My younger kiddo is reading “Madame Bovary” for high school lit, so we decided to watch the movie last night. Turns out that’s a tougher decision to make than you might think, as it’s been adapted lots of times, a 2015 version, a 1991 version, a TV version in the mid-70s and an old-Hollywood version in 1949. We opted for the 1949 version on the premise that it probably took the fewest liberties trying to modernize the text.
Turns out that it’s great! Fun lead performance by Jennifer Jones and a young Louis Jourdan as one of her paramours. Aside from a weird framing mechanism that starts and ends the movie where Flaubert is on trial for the eponymous novel, it’s a really modern-feeling, well-paced movie.
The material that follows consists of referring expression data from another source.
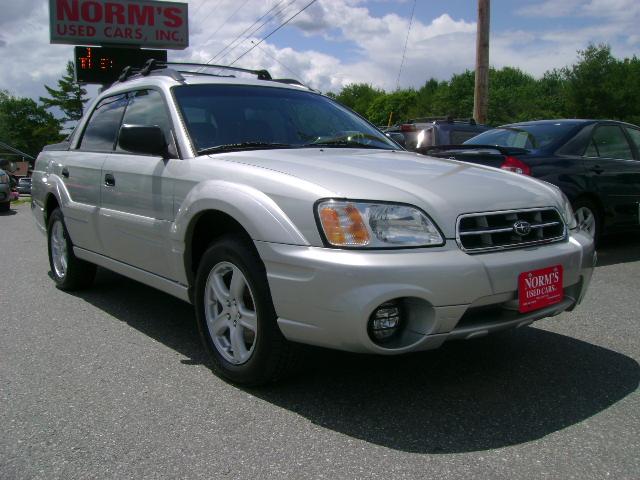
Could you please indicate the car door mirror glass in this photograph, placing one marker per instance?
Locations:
(144, 139)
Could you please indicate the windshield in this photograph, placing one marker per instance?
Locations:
(531, 137)
(227, 117)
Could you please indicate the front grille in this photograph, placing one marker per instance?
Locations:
(478, 232)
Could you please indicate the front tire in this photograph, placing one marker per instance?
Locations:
(588, 217)
(235, 315)
(68, 271)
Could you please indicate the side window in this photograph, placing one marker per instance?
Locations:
(634, 133)
(102, 129)
(146, 107)
(611, 142)
(591, 150)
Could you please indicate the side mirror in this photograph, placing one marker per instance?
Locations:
(145, 139)
(397, 137)
(8, 165)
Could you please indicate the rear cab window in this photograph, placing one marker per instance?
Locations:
(102, 128)
(609, 141)
(147, 107)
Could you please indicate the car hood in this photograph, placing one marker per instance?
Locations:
(442, 188)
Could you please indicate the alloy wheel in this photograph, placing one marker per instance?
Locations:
(230, 313)
(59, 253)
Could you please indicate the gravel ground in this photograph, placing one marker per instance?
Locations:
(112, 383)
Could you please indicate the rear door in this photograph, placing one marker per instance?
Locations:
(613, 170)
(137, 193)
(81, 168)
(634, 136)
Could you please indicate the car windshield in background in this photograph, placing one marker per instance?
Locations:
(530, 137)
(239, 117)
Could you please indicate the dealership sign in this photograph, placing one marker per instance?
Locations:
(141, 23)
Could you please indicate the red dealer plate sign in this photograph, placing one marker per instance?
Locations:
(540, 288)
(141, 23)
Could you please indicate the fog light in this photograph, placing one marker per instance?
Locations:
(385, 321)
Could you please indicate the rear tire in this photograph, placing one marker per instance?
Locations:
(235, 315)
(588, 217)
(69, 272)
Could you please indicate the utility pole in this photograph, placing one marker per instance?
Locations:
(481, 91)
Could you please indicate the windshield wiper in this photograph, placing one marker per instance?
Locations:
(342, 144)
(237, 147)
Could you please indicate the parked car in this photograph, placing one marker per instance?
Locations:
(24, 185)
(287, 219)
(5, 191)
(596, 163)
(429, 131)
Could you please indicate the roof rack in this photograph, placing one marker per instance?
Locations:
(447, 119)
(157, 67)
(153, 65)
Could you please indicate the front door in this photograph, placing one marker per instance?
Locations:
(81, 170)
(615, 173)
(137, 194)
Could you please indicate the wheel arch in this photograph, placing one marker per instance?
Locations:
(215, 208)
(206, 227)
(50, 204)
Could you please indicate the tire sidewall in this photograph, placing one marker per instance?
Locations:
(585, 203)
(56, 216)
(237, 252)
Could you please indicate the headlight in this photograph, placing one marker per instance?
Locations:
(568, 214)
(375, 225)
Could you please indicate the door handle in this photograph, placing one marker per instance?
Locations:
(109, 180)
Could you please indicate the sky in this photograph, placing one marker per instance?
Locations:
(337, 42)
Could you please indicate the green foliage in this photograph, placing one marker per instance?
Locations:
(597, 86)
(358, 96)
(25, 125)
(69, 97)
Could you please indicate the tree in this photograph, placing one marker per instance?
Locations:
(601, 86)
(358, 96)
(69, 97)
(25, 125)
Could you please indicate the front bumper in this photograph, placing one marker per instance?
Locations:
(325, 296)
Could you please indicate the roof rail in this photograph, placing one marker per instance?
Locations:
(152, 65)
(157, 67)
(447, 119)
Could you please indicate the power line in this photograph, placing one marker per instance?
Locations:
(276, 29)
(406, 41)
(228, 49)
(297, 75)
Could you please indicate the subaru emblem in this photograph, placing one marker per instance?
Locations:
(522, 228)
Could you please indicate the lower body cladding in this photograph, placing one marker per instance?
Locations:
(330, 297)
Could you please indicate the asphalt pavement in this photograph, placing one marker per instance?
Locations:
(112, 383)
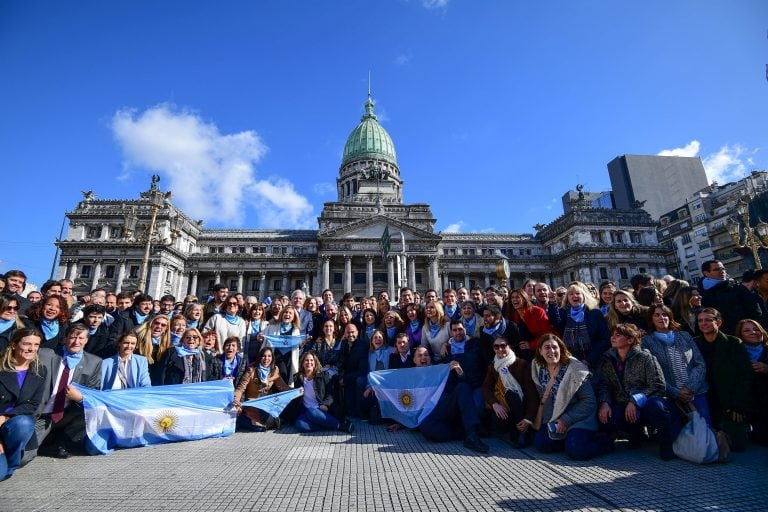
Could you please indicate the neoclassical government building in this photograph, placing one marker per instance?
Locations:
(106, 241)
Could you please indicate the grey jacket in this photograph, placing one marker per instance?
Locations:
(642, 378)
(574, 402)
(697, 371)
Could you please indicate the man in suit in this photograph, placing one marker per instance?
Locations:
(61, 424)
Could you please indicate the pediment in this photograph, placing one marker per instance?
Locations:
(373, 228)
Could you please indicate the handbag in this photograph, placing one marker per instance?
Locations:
(540, 412)
(696, 442)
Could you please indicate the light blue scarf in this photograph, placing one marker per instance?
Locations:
(232, 319)
(50, 328)
(577, 314)
(72, 359)
(708, 282)
(668, 338)
(754, 351)
(183, 351)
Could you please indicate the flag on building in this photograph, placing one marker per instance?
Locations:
(408, 395)
(127, 418)
(284, 343)
(274, 404)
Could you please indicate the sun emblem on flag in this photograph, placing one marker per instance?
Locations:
(166, 421)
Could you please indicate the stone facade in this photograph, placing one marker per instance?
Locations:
(344, 253)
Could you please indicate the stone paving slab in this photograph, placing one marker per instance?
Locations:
(375, 470)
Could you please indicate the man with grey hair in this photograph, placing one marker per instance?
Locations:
(305, 317)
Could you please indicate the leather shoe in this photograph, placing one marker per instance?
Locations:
(474, 443)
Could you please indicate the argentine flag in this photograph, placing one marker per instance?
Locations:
(126, 418)
(284, 343)
(274, 404)
(408, 395)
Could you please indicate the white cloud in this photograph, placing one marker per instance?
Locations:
(323, 189)
(435, 4)
(403, 59)
(455, 227)
(690, 149)
(212, 175)
(728, 164)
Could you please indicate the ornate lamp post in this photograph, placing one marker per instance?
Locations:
(157, 200)
(755, 237)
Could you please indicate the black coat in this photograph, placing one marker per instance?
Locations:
(98, 343)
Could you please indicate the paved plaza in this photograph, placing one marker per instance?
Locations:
(374, 470)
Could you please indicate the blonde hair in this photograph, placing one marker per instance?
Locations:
(144, 339)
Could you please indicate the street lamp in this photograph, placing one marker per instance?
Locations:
(157, 200)
(754, 237)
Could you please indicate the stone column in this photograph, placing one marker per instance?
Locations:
(120, 276)
(96, 274)
(434, 278)
(369, 275)
(326, 272)
(347, 274)
(262, 286)
(73, 271)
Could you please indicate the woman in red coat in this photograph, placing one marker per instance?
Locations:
(532, 322)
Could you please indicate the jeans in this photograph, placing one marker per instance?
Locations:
(15, 433)
(579, 443)
(314, 419)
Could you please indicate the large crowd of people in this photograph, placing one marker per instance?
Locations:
(575, 368)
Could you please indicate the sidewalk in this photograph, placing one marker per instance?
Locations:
(375, 470)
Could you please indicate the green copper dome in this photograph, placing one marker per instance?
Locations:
(369, 139)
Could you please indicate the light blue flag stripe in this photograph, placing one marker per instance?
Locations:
(274, 404)
(127, 418)
(284, 343)
(408, 395)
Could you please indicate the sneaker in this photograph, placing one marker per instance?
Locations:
(474, 443)
(347, 426)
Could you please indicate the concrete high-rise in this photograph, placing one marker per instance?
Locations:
(661, 182)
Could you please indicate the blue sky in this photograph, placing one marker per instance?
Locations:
(495, 108)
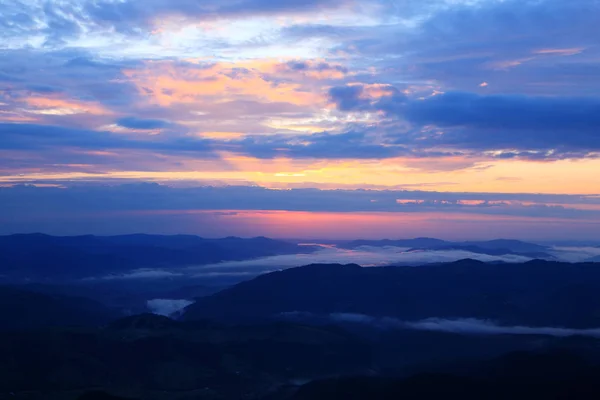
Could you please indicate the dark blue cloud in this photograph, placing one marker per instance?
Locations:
(535, 127)
(39, 137)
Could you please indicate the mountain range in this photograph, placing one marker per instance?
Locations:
(536, 293)
(40, 257)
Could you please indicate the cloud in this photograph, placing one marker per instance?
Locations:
(482, 327)
(139, 123)
(465, 326)
(512, 125)
(141, 274)
(167, 307)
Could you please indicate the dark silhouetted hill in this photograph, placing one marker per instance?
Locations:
(39, 257)
(21, 309)
(536, 293)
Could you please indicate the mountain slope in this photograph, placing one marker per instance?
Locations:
(21, 309)
(39, 257)
(535, 293)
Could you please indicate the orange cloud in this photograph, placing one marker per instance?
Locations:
(168, 83)
(62, 106)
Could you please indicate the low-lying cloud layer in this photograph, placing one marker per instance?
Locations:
(467, 326)
(167, 307)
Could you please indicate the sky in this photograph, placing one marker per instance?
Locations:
(458, 119)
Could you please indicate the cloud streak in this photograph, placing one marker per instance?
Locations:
(467, 326)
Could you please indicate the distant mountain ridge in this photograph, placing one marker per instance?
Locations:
(432, 243)
(536, 293)
(44, 257)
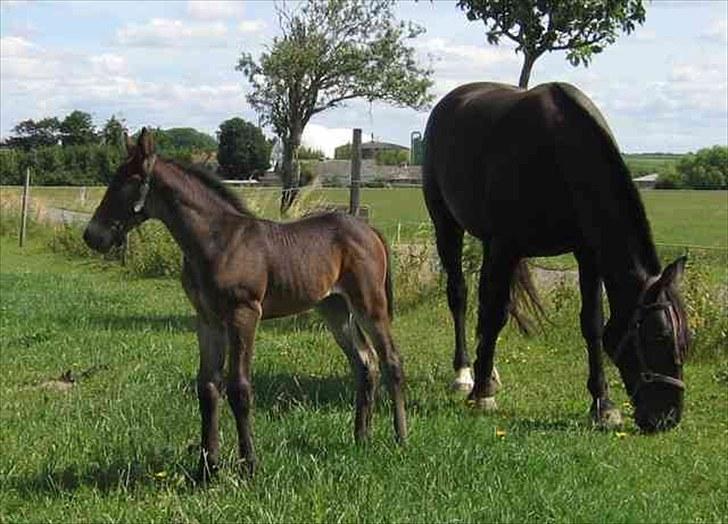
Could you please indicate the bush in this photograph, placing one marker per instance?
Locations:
(706, 169)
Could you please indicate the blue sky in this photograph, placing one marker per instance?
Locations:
(172, 64)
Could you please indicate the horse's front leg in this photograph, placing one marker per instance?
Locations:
(241, 336)
(603, 411)
(496, 274)
(212, 343)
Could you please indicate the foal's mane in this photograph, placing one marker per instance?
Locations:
(214, 183)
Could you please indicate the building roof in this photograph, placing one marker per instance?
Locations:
(381, 145)
(652, 177)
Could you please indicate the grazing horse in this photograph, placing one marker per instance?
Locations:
(239, 269)
(538, 173)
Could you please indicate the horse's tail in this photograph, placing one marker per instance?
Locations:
(525, 297)
(388, 288)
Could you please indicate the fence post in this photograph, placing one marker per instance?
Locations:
(355, 172)
(24, 211)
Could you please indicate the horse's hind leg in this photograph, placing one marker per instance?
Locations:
(449, 236)
(602, 410)
(362, 358)
(494, 295)
(212, 343)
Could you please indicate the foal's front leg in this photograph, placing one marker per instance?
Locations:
(241, 336)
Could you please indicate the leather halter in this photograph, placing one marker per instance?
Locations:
(647, 376)
(148, 168)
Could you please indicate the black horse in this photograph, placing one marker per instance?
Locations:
(538, 173)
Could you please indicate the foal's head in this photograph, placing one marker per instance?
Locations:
(651, 352)
(122, 207)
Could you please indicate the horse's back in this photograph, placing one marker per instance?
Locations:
(490, 161)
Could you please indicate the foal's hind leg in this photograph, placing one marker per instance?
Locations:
(449, 237)
(361, 357)
(212, 343)
(602, 410)
(375, 321)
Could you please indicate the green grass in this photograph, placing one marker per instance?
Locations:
(117, 446)
(645, 164)
(695, 218)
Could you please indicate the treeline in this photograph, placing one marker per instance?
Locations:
(706, 169)
(72, 151)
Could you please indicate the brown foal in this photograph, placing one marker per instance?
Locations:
(239, 270)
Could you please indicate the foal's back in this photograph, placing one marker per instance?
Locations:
(296, 265)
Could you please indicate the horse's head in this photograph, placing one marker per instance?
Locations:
(123, 205)
(650, 353)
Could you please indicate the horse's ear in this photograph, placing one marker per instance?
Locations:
(129, 143)
(146, 143)
(672, 274)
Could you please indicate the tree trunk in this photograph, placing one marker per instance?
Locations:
(528, 61)
(290, 171)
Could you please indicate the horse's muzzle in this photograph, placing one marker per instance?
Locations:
(99, 238)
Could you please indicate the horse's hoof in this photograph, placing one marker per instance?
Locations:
(484, 404)
(607, 417)
(463, 381)
(610, 419)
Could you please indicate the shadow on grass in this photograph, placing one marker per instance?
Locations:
(144, 322)
(153, 467)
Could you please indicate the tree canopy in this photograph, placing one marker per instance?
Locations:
(243, 150)
(331, 52)
(78, 129)
(582, 28)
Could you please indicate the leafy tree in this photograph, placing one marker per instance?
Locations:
(112, 134)
(188, 138)
(78, 129)
(30, 134)
(343, 152)
(706, 169)
(582, 28)
(307, 153)
(330, 52)
(243, 150)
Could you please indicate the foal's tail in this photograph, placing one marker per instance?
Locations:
(388, 278)
(523, 293)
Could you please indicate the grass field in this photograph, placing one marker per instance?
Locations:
(698, 218)
(117, 445)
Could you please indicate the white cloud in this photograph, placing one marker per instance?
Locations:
(165, 32)
(325, 138)
(109, 63)
(214, 9)
(717, 32)
(251, 26)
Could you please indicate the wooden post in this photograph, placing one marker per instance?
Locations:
(24, 211)
(355, 172)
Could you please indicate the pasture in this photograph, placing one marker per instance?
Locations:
(678, 217)
(117, 443)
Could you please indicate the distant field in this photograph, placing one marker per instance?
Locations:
(682, 217)
(645, 164)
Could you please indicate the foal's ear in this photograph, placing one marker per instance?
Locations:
(146, 143)
(672, 274)
(129, 143)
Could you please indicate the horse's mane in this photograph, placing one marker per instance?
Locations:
(214, 183)
(628, 190)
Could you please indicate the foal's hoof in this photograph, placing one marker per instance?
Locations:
(607, 416)
(205, 473)
(483, 404)
(463, 381)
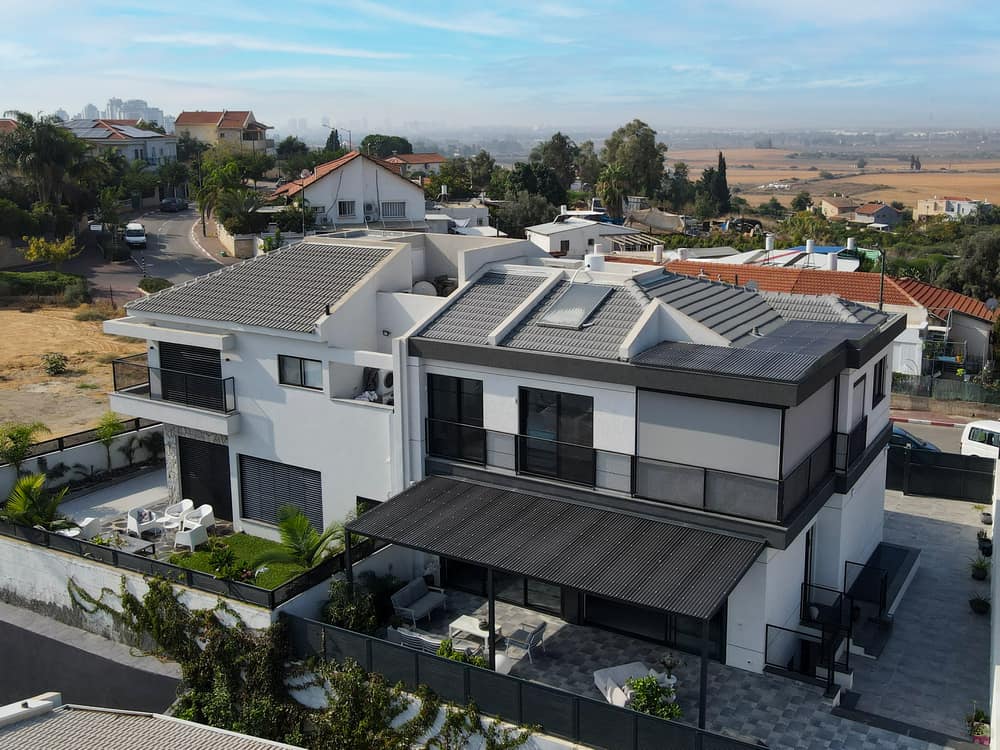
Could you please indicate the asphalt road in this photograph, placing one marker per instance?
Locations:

I think the historic trial scene really exists to make “Flaubert’s” voice-over seem grounded, or maybe to inoculate the movie against a postwar Boomer moral reaction against the title character’s lusty derangement.

One fun spot was actress Ellen Corby’s small appearance as Bovary’s servant. I was pretty sure I recognized her as one of George Bailey’s poor townsfolk in “It’s a Wonderful Life,” and a little IMDB digging found that to be the case. She had a huge list of film and TV appearances in her long life, most notably winning Emmys as Grandma Walton in the 70s.
Not sure why she always stuck out in a very short scene in “It’s a Wonderful Life,” but she just had a face that left an impression on me. Probably because during the pivotal bank run scene, she shows George grace in only asking for what she absolutely needs. Or maybe it’s the way she’s framed in the scene, where your eye is drawn to her.
One really surreal part of the movie sticks out: Emma Bovary is at a ball where she spends the evening dancing with admiring suitors as her estranged husband gets drunk. She is drunk with the admiration of the men in the room and gets lightheaded, prompting the host of the party to smash out the windows of the ballroom to give her some air. It’s one small moment of heightened reality in an otherwise grounded narrative, but it’s kind of a cool moment because it’s the scene where she begins to lose her grip on reality. Not sure if it’s meaningful otherwise, but it sticks out.
Anyway, check out “Madame Bovary” if you’re inclined. It’s great.